Steampunk’s death knell rang this morning as I opened the New York Times. Because, as everyone knows, the moment a look hits the Style section of the NYT, it’s dead. Or at least in hospice.
To some, “steampunk” is a catchall term, a concept in search of a visual identity. “To me, it’s essentially the intersection of technology and romance,” said Jake von Slatt, a designer in Boston and the proprietor of the Steampunk Workshop ([URL removed]), where he exhibits such curiosities as a computer furnished with a brass-frame monitor and vintage typewriter keys.
“Part of the reason it seems so popular is the very difficulty of pinning down what it is,” Mr. von Slatt added. “That’s a marketer’s dream.”
They build lumbering contraptions like the steampunk treehouse, a rusted-out 40-foot sculpture assembled last year at the Burning Man festival in Nevada and unveiled last month at the Coachella music festival in Southern California. They trawl eBay for saw-tooth cogs and watch parts to dress up their Macs and headsets, then show off their inventions to kindred spirits on the Web.
The very fact that Steampunk is being commodified for marketing purposes should repel the Burning Man crowd, but those Burners are hardly cultural trend-setters for the mainstream. Possible—it’s true—that steampunk fashions will become more prevalent before they wane, it will only ever be on life support. And here’s why.
Steampunk is no value beside irony and the muted hilarity of conflict between past and present. Har har.
Hipster fashion is another example of a trend that has jumped the shark. For what is hipster style but a stab at irony? And even there, the joke is on hipsters—for most of them are white Americans, raised in a consumer mainstream, who “co-opt” symbols of American consumerism.
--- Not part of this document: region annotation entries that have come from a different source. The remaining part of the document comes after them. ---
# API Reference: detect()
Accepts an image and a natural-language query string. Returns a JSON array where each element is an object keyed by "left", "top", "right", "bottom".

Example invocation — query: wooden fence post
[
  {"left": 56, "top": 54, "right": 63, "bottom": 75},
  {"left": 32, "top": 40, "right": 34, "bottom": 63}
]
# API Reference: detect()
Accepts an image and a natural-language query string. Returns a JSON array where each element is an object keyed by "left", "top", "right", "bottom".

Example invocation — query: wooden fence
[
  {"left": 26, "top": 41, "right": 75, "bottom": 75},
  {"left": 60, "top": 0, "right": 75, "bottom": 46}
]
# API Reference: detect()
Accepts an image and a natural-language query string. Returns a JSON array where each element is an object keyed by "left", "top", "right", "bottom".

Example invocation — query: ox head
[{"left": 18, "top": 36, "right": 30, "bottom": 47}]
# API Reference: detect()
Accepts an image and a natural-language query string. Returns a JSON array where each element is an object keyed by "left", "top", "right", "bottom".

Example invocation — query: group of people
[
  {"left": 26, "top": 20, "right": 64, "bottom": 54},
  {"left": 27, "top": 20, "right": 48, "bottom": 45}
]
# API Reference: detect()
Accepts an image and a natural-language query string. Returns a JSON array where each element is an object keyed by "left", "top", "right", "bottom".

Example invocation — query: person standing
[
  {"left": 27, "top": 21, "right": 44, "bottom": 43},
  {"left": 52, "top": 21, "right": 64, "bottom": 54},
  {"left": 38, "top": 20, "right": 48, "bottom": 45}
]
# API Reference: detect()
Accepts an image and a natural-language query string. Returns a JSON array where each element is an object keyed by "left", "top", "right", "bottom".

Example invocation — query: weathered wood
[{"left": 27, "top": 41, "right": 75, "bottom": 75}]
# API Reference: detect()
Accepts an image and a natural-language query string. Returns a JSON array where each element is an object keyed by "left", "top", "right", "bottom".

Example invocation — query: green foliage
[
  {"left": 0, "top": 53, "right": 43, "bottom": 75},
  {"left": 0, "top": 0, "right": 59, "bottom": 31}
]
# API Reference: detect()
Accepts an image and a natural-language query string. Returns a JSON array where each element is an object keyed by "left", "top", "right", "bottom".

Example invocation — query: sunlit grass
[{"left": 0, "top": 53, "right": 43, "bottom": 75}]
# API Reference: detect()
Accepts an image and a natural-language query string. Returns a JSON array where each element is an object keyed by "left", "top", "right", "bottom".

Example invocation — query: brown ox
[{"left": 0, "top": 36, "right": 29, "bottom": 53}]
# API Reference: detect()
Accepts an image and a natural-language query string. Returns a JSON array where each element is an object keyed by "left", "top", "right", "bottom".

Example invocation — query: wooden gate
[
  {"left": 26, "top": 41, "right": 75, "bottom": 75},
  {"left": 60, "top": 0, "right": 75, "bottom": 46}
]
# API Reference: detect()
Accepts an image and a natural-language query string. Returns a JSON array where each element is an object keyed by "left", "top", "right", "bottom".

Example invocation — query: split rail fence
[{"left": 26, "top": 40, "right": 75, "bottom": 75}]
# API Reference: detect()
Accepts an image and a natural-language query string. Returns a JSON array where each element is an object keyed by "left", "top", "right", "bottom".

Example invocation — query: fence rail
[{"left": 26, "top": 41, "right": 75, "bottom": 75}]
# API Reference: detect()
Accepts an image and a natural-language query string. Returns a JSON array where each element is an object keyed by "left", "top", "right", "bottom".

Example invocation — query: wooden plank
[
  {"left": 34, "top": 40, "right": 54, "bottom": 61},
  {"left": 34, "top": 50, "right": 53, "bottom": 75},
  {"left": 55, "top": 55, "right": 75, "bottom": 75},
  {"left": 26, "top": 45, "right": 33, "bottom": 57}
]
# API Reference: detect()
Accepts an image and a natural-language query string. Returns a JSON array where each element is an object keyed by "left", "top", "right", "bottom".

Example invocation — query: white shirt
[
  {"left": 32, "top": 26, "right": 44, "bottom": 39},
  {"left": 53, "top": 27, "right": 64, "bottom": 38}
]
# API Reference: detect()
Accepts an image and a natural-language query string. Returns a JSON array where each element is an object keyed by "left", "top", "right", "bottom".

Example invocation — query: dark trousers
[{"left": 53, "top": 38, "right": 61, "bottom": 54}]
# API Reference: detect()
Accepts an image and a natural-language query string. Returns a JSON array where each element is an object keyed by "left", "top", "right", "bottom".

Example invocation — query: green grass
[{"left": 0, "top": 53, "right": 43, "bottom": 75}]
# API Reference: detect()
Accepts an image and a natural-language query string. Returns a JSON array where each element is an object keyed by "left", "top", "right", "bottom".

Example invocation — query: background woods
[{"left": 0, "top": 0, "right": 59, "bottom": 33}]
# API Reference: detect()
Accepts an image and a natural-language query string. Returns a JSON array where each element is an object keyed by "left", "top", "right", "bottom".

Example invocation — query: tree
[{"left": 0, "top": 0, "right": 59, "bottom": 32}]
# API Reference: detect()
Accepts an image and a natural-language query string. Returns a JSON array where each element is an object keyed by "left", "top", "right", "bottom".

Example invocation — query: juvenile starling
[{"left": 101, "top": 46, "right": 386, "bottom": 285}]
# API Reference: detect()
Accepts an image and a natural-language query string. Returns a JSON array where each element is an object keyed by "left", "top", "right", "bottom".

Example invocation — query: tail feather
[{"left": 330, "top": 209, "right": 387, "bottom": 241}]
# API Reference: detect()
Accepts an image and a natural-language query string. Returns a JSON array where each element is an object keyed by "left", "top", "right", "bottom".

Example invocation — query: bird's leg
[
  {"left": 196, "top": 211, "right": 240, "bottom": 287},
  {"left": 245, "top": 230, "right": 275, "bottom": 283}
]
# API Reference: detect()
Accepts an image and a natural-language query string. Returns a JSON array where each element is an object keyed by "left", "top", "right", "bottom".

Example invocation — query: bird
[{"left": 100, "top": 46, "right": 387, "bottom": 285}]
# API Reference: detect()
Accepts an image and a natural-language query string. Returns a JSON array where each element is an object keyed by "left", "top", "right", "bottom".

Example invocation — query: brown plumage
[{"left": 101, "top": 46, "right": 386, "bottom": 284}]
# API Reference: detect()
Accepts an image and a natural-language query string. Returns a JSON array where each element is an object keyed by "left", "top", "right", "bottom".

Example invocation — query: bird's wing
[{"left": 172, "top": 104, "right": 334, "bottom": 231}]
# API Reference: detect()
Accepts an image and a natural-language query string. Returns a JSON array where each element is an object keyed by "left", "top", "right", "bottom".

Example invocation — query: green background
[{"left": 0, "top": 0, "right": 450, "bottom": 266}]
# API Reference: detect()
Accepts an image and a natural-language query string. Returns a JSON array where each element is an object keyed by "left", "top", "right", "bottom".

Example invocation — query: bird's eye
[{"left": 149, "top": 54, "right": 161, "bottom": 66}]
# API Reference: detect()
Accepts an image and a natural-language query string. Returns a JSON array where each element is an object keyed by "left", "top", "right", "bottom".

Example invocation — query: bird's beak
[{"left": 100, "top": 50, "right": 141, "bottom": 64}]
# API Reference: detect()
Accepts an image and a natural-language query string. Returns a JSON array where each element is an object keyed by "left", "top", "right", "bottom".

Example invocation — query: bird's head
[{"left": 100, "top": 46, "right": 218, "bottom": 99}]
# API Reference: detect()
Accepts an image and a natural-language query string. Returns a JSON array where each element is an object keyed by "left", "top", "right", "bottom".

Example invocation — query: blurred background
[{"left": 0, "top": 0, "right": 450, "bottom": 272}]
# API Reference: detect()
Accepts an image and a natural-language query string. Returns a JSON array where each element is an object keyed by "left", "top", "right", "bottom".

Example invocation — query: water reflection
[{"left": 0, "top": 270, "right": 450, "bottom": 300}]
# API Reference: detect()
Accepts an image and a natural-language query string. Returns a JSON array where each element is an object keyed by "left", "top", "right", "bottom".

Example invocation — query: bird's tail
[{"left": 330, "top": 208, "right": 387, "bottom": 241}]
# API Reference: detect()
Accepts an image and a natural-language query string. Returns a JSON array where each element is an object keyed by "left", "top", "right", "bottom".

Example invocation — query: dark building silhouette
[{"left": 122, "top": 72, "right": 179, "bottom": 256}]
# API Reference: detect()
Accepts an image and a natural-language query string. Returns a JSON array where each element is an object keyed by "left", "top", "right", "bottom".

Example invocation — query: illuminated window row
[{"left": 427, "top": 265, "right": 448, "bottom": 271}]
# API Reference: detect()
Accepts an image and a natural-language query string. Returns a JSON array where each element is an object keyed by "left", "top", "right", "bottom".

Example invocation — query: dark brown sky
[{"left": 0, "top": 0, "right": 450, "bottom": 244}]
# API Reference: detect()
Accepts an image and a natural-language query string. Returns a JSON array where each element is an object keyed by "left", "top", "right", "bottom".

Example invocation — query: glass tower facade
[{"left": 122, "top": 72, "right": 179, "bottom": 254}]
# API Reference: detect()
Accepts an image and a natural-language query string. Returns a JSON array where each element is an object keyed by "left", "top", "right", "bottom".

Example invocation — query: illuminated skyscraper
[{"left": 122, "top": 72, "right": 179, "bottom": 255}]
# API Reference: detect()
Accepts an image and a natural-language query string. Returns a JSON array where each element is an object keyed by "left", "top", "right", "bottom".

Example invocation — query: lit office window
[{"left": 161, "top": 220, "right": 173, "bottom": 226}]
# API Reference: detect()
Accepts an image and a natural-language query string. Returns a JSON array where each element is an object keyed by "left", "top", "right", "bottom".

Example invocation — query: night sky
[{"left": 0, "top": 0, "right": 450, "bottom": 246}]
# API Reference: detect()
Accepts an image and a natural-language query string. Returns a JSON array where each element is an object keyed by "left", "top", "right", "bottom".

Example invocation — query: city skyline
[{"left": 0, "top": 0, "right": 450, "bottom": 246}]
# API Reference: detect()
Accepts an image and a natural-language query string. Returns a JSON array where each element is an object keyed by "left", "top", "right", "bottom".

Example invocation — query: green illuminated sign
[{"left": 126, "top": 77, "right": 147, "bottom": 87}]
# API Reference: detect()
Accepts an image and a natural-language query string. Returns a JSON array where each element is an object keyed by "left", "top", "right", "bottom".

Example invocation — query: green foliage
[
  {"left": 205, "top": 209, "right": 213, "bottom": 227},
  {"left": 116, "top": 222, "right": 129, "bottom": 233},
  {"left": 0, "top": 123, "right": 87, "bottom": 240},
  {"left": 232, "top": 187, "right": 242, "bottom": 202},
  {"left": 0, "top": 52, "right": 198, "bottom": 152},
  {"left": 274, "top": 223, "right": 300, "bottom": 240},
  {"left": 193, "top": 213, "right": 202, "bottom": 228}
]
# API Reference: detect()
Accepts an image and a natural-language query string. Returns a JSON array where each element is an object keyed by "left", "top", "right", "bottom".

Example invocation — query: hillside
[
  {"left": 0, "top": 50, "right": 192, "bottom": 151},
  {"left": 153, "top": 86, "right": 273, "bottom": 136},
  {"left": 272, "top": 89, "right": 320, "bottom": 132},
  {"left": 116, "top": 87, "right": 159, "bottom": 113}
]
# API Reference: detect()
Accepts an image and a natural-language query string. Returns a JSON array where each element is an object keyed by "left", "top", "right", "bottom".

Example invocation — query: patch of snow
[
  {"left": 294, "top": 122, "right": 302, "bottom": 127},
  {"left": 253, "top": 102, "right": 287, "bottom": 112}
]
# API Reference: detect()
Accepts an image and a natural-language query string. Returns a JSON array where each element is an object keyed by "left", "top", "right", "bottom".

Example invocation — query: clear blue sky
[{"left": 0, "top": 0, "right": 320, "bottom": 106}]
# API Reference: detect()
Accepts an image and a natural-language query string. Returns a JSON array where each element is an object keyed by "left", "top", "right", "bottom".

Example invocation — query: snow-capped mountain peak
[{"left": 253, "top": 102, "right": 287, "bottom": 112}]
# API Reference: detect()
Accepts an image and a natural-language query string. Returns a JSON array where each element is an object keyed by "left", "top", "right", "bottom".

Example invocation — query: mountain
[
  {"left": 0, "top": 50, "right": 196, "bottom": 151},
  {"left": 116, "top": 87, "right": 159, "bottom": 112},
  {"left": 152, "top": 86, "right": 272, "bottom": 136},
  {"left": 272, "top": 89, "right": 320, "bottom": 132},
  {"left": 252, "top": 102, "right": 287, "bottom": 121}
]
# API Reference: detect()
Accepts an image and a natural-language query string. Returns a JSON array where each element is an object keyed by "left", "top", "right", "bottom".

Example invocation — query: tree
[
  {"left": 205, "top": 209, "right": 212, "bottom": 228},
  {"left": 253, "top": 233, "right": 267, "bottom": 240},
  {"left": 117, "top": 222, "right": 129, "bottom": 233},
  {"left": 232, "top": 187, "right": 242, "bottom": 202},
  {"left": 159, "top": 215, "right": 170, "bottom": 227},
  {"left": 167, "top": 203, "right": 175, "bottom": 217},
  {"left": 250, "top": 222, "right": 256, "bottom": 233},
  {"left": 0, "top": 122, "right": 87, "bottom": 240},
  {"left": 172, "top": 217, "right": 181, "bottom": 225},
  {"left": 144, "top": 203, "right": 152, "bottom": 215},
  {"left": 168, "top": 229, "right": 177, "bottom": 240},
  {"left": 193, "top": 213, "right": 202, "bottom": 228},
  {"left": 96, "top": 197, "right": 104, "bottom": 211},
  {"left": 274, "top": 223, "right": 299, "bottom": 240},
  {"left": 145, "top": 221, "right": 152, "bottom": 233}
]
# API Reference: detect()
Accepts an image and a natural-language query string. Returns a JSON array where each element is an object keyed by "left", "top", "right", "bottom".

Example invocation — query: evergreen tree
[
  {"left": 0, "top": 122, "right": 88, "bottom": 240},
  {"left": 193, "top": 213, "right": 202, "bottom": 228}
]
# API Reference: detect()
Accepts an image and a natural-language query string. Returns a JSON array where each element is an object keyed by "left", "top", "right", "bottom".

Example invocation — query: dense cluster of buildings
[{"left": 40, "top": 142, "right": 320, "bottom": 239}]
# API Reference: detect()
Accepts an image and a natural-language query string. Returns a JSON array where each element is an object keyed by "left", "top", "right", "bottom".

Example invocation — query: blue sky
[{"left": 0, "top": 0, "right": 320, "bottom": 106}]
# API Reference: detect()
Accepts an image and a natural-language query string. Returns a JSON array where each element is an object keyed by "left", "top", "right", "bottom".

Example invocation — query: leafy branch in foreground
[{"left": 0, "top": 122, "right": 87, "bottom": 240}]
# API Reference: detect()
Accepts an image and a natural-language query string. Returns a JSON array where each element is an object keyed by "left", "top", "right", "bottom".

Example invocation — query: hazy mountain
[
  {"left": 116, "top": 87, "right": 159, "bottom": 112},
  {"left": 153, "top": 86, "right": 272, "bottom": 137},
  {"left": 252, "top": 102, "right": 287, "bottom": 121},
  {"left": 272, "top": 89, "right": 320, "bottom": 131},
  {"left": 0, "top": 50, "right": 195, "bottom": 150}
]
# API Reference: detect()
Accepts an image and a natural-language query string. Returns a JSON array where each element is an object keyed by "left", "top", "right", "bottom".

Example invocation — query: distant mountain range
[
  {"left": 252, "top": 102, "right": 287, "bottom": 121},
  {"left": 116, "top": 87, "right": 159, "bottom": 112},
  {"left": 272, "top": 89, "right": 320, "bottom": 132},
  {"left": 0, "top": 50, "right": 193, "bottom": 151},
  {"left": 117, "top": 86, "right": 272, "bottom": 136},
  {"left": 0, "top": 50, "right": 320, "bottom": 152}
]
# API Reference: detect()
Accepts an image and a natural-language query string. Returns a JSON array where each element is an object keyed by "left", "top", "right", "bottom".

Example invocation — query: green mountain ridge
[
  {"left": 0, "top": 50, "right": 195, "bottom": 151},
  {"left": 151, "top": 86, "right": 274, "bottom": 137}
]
This is like Donald Trump wearing cheap clothes and lavishing himself in wealth to call it ironic.
In lieu of any cultural value among the hipsters, or among the steampunk fashions, they are stillborn. Feckless cultures cheering on the same materialistic aesthetic they purport to reject.
If we look, instead, to subcultures with strong fashion identities that have proven sustainable—not that the people are better people—we find punk, we find hippies. Those are cultures based on values. For their credo and action, those cultures have shaped modern America. Love hippies or hate ‘em, they will continue on strong and liberal America will keep living out their 1960’s dream. But steampunk and hipsters will only be a memory. Neat clothes, though–for steampunk. Not hipsters.